Windows 10 Will No Longer Auto Install Feature Updates Twice a Year (windowscentral.com)
Microsoft has announced that starting with the Windows 10 May 2019 Update, which will hit general availability late next month, users will no longer be forced to install new Windows 10 feature updates as they become available. From a report: This comes after feedback from users who have had countless issues with updates breaking programs, losing files, and installing at inconvenient times. Microsoft has been working hard to improve Windows Update, and while the system is better than it was at launch in 2015, it's still not perfect. Now, users will have the option to not have to deal with feature updates when they are released.

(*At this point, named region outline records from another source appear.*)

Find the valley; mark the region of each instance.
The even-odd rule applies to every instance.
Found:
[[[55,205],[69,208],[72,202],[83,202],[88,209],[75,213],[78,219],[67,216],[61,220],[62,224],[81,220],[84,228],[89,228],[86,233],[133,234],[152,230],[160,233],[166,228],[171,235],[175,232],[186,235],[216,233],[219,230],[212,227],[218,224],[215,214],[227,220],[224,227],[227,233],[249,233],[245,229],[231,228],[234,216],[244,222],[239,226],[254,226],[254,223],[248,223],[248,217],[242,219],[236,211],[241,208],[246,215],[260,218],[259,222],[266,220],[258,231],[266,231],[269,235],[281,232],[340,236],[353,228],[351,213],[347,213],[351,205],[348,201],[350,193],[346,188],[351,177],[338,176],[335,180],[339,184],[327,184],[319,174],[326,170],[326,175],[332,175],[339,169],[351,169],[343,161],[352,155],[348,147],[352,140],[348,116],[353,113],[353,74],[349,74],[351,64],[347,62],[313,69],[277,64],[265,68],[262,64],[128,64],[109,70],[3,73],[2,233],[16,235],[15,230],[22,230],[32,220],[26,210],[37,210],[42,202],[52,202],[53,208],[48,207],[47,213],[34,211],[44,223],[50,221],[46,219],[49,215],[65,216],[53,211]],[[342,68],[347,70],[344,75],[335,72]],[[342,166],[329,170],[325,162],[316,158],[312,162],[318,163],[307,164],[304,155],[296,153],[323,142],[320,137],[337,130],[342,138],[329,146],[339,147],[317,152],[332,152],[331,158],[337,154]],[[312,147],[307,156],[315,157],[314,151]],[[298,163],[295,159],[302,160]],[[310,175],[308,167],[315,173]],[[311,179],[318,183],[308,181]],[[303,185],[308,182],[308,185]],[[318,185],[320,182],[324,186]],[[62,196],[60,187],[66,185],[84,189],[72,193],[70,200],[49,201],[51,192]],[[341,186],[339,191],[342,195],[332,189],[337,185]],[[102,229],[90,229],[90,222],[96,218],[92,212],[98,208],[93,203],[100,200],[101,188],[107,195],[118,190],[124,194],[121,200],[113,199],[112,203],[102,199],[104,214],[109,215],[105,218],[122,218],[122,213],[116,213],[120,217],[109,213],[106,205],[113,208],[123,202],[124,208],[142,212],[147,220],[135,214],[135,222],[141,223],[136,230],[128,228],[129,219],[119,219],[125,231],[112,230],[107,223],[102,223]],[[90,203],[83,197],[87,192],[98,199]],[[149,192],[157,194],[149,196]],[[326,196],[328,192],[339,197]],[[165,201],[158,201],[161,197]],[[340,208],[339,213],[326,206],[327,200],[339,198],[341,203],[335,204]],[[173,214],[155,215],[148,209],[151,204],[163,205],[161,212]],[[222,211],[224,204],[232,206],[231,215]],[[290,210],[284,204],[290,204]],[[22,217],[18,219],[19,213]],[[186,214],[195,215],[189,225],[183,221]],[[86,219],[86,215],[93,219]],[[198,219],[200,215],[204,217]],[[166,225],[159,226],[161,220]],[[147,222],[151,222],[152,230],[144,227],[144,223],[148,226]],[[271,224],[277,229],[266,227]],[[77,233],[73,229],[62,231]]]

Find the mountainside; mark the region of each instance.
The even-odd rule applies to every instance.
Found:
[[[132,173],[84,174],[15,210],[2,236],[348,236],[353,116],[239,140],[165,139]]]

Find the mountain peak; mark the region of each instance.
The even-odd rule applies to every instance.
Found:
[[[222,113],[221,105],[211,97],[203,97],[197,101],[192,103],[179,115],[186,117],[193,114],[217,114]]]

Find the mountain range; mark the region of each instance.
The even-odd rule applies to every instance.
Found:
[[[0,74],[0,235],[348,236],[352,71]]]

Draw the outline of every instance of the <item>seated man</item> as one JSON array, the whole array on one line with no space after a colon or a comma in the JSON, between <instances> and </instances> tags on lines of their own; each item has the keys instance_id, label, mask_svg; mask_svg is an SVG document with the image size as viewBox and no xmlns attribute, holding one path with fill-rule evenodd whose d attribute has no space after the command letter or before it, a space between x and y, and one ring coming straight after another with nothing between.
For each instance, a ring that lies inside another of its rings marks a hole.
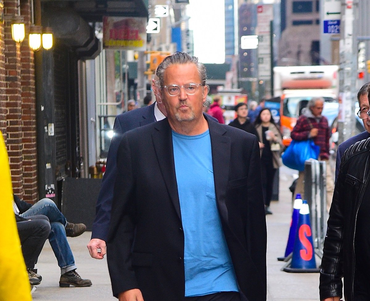
<instances>
[{"instance_id":1,"label":"seated man","mask_svg":"<svg viewBox=\"0 0 370 301\"><path fill-rule=\"evenodd\" d=\"M42 277L32 270L49 236L50 223L44 215L35 215L28 219L16 214L17 228L28 280L31 285L37 285L40 284Z\"/></svg>"},{"instance_id":2,"label":"seated man","mask_svg":"<svg viewBox=\"0 0 370 301\"><path fill-rule=\"evenodd\" d=\"M67 236L73 237L80 235L85 231L86 226L83 224L67 221L55 203L50 199L43 199L31 205L14 195L14 201L15 210L17 210L20 216L28 219L30 216L43 214L49 219L51 229L48 237L49 242L61 270L59 286L91 285L92 283L90 279L82 279L76 271L73 254L67 239Z\"/></svg>"}]
</instances>

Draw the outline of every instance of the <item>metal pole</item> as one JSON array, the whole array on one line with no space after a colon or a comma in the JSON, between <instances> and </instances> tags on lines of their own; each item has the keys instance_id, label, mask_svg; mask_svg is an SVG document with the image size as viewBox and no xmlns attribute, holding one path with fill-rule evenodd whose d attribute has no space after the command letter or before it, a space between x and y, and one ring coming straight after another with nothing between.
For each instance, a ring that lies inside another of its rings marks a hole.
<instances>
[{"instance_id":1,"label":"metal pole","mask_svg":"<svg viewBox=\"0 0 370 301\"><path fill-rule=\"evenodd\" d=\"M342 102L342 115L338 122L340 143L355 133L357 49L357 27L354 26L354 21L358 17L358 0L343 0L342 12L344 26L341 30L339 44L339 87Z\"/></svg>"}]
</instances>

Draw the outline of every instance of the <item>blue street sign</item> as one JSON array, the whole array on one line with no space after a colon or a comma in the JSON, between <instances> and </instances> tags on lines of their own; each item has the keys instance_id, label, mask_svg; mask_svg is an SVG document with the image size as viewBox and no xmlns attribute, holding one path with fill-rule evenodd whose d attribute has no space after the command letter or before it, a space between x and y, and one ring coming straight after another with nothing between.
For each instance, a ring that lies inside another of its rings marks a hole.
<instances>
[{"instance_id":1,"label":"blue street sign","mask_svg":"<svg viewBox=\"0 0 370 301\"><path fill-rule=\"evenodd\" d=\"M340 20L324 20L324 33L340 33Z\"/></svg>"}]
</instances>

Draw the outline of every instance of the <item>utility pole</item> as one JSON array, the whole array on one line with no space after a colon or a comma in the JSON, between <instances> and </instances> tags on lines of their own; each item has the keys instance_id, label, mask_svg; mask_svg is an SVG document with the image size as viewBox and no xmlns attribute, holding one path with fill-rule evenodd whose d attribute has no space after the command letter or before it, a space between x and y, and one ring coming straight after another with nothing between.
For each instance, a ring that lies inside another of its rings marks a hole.
<instances>
[{"instance_id":1,"label":"utility pole","mask_svg":"<svg viewBox=\"0 0 370 301\"><path fill-rule=\"evenodd\" d=\"M357 30L354 26L358 18L359 0L343 0L339 43L340 114L339 143L355 134L357 99Z\"/></svg>"}]
</instances>

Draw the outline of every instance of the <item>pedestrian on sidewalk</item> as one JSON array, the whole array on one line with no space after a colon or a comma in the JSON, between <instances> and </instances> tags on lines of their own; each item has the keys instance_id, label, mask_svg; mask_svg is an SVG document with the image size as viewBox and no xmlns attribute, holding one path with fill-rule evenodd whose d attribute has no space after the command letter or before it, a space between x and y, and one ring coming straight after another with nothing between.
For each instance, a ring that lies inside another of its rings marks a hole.
<instances>
[{"instance_id":1,"label":"pedestrian on sidewalk","mask_svg":"<svg viewBox=\"0 0 370 301\"><path fill-rule=\"evenodd\" d=\"M346 150L350 146L356 142L360 141L364 139L367 139L370 137L370 118L369 118L368 112L370 109L369 105L369 99L368 96L368 89L370 82L364 84L359 91L357 94L357 100L359 102L360 109L357 112L357 115L360 119L362 120L365 131L358 135L351 137L349 139L341 143L337 150L337 159L335 163L335 182L337 182L338 174L339 172L339 167L342 157Z\"/></svg>"},{"instance_id":2,"label":"pedestrian on sidewalk","mask_svg":"<svg viewBox=\"0 0 370 301\"><path fill-rule=\"evenodd\" d=\"M107 240L120 301L266 300L258 140L204 115L203 64L156 72L167 118L122 136ZM155 175L155 176L153 176Z\"/></svg>"},{"instance_id":3,"label":"pedestrian on sidewalk","mask_svg":"<svg viewBox=\"0 0 370 301\"><path fill-rule=\"evenodd\" d=\"M281 165L280 154L284 145L281 134L269 109L265 108L260 111L255 121L255 126L260 142L265 213L272 214L270 209L272 186L276 170Z\"/></svg>"},{"instance_id":4,"label":"pedestrian on sidewalk","mask_svg":"<svg viewBox=\"0 0 370 301\"><path fill-rule=\"evenodd\" d=\"M77 268L74 258L67 238L67 236L74 237L80 235L85 231L86 226L83 224L67 221L55 203L50 199L43 199L31 205L21 200L15 195L14 197L15 212L20 216L27 218L43 214L49 219L51 231L48 238L60 268L59 286L69 287L70 285L86 287L91 285L90 279L82 279L76 271Z\"/></svg>"}]
</instances>

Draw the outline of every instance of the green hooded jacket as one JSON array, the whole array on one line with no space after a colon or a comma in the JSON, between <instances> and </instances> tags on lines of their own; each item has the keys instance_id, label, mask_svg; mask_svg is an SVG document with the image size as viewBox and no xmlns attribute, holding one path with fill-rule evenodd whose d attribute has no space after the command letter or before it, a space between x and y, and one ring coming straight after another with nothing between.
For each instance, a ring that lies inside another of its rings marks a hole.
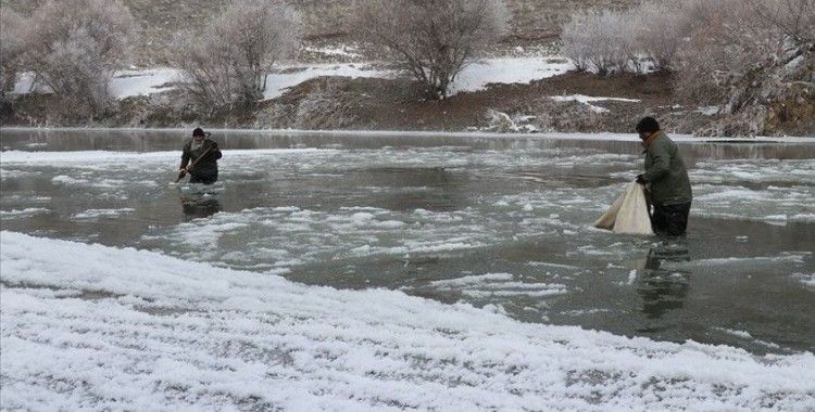
<instances>
[{"instance_id":1,"label":"green hooded jacket","mask_svg":"<svg viewBox=\"0 0 815 412\"><path fill-rule=\"evenodd\" d=\"M645 149L645 173L651 202L655 205L679 205L693 198L688 170L676 143L660 130Z\"/></svg>"}]
</instances>

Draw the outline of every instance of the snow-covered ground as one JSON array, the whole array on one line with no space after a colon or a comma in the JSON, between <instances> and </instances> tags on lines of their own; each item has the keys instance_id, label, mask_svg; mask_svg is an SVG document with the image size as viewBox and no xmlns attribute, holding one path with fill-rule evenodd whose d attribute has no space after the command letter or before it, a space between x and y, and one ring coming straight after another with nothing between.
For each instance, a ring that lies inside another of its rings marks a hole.
<instances>
[{"instance_id":1,"label":"snow-covered ground","mask_svg":"<svg viewBox=\"0 0 815 412\"><path fill-rule=\"evenodd\" d=\"M0 246L3 410L815 409L808 352L519 323L8 231Z\"/></svg>"},{"instance_id":2,"label":"snow-covered ground","mask_svg":"<svg viewBox=\"0 0 815 412\"><path fill-rule=\"evenodd\" d=\"M343 53L341 49L333 50L333 52ZM560 57L487 59L465 67L453 83L451 94L481 90L489 83L528 83L572 69L574 65ZM398 74L393 70L375 68L366 63L326 63L280 67L276 73L268 75L263 95L265 99L278 98L288 88L321 76L390 78ZM149 95L171 90L173 87L168 85L181 79L181 72L171 67L122 70L116 73L111 81L111 94L116 99ZM33 80L32 74L24 74L15 85L14 92L27 93Z\"/></svg>"}]
</instances>

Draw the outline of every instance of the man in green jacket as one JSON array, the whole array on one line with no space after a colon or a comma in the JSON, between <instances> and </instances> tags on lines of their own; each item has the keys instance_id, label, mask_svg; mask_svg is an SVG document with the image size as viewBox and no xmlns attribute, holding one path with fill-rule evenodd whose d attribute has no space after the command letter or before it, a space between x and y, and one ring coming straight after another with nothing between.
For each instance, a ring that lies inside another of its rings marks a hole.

What Microsoft is doing here is splitting Windows Update in two. The normal "check for updates" button will now only function for security and monthly patches. Feature updates now get their own area in Windows Update where the user can initiate the download and install process for the latest feature update available. If the user doesn't want to initiate that process, they don't have to. The user will be alerted that a new feature update is available every now and then, but at no point will the user be forced to install that update, as long as the version of Windows 10 they're currently running is still in support.

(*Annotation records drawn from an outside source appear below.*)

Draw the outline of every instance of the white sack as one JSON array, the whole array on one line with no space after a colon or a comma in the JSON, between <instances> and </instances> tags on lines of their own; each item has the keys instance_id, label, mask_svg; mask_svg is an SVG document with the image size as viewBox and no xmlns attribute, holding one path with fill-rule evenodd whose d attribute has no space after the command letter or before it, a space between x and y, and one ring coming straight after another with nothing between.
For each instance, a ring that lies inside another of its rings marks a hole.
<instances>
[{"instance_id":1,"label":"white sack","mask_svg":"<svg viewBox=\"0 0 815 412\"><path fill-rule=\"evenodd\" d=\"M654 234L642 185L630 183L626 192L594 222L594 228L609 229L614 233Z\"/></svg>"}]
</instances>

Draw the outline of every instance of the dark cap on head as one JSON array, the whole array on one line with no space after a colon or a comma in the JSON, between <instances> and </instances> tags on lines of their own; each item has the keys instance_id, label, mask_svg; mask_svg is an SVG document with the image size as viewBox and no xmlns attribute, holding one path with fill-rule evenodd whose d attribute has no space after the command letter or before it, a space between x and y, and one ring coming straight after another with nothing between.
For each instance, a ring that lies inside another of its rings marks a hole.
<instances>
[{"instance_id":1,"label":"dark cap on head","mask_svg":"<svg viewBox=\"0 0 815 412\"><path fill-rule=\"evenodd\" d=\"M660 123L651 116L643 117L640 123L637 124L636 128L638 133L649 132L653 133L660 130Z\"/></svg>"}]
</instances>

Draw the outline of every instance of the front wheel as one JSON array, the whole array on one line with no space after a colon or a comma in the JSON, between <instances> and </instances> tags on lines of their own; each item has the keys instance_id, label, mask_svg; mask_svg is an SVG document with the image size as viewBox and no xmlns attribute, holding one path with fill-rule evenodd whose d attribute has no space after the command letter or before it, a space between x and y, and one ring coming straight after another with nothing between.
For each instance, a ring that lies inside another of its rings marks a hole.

What Microsoft is doing here is splitting Windows Update in two. The normal "check for updates" button will now only function for security and monthly patches. Feature updates now get their own area in Windows Update where the user can initiate the download and install process for the latest feature update available. If the user doesn't want to initiate that process, they don't have to. The user will be alerted that a new feature update is available every now and then, but at no point will the user be forced to install that update, as long as the version of Windows 10 they're currently running is still in support.

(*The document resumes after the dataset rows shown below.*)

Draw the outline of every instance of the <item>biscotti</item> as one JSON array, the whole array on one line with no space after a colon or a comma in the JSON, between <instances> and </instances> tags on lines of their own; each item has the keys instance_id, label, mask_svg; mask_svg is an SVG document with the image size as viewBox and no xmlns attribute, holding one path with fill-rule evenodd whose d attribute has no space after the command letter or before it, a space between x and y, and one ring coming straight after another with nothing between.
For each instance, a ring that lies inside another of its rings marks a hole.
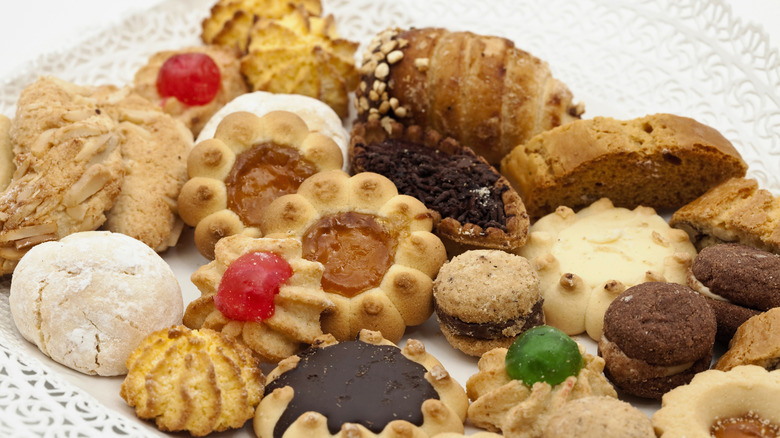
<instances>
[{"instance_id":1,"label":"biscotti","mask_svg":"<svg viewBox=\"0 0 780 438\"><path fill-rule=\"evenodd\" d=\"M531 218L602 197L618 207L678 208L746 170L718 131L671 114L574 121L535 136L501 162Z\"/></svg>"},{"instance_id":2,"label":"biscotti","mask_svg":"<svg viewBox=\"0 0 780 438\"><path fill-rule=\"evenodd\" d=\"M780 254L780 197L754 179L732 178L677 210L669 224L701 250L734 242Z\"/></svg>"}]
</instances>

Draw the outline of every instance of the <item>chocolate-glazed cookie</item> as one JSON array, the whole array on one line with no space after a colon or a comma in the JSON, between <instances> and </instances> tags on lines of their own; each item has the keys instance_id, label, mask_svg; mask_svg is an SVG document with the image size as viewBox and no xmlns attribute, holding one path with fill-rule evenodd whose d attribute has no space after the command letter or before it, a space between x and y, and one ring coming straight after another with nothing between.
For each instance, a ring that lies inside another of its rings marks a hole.
<instances>
[{"instance_id":1,"label":"chocolate-glazed cookie","mask_svg":"<svg viewBox=\"0 0 780 438\"><path fill-rule=\"evenodd\" d=\"M660 399L709 368L716 329L706 299L684 285L628 288L604 315L604 374L626 393Z\"/></svg>"}]
</instances>

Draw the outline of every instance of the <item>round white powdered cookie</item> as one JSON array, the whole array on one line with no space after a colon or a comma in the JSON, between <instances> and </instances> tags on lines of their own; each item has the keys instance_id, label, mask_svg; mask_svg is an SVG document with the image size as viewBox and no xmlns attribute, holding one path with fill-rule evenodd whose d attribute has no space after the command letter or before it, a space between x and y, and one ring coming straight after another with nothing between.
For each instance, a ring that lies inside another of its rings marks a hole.
<instances>
[{"instance_id":1,"label":"round white powdered cookie","mask_svg":"<svg viewBox=\"0 0 780 438\"><path fill-rule=\"evenodd\" d=\"M181 289L165 261L123 234L89 231L33 247L11 280L25 339L85 374L125 374L150 333L181 323Z\"/></svg>"},{"instance_id":2,"label":"round white powdered cookie","mask_svg":"<svg viewBox=\"0 0 780 438\"><path fill-rule=\"evenodd\" d=\"M206 126L200 131L198 140L195 143L214 138L219 122L226 115L237 111L247 111L257 117L262 117L271 111L289 111L297 114L306 122L309 131L325 134L339 145L344 155L344 169L347 169L349 134L341 124L341 119L328 105L312 97L299 94L274 94L265 91L255 91L254 93L238 96L211 117Z\"/></svg>"}]
</instances>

"Still in support" is the key line, but they don't have to change any other policies to make this hurt. This was already changed a while back so the Spring (H1) feature updates only have 18 months of support and Fall (H2) feature updates only have 24 months of support.
So the best you can do is update to the latest in Fall, where you won't be bugged again for two years... and at that point, if you skip the intervening updates and go straight to latest, you get two more years. If you don't want the current Fall update, you'll be bugged again much sooner.
while the customers have been pushing back that they didn’t want these features
Huh? As far as I can tell customers have only ever wanted to be in control of updates and wanted their system to be stable. Who are these strange customers you apparently know that actively don't want the features that come out in the updates?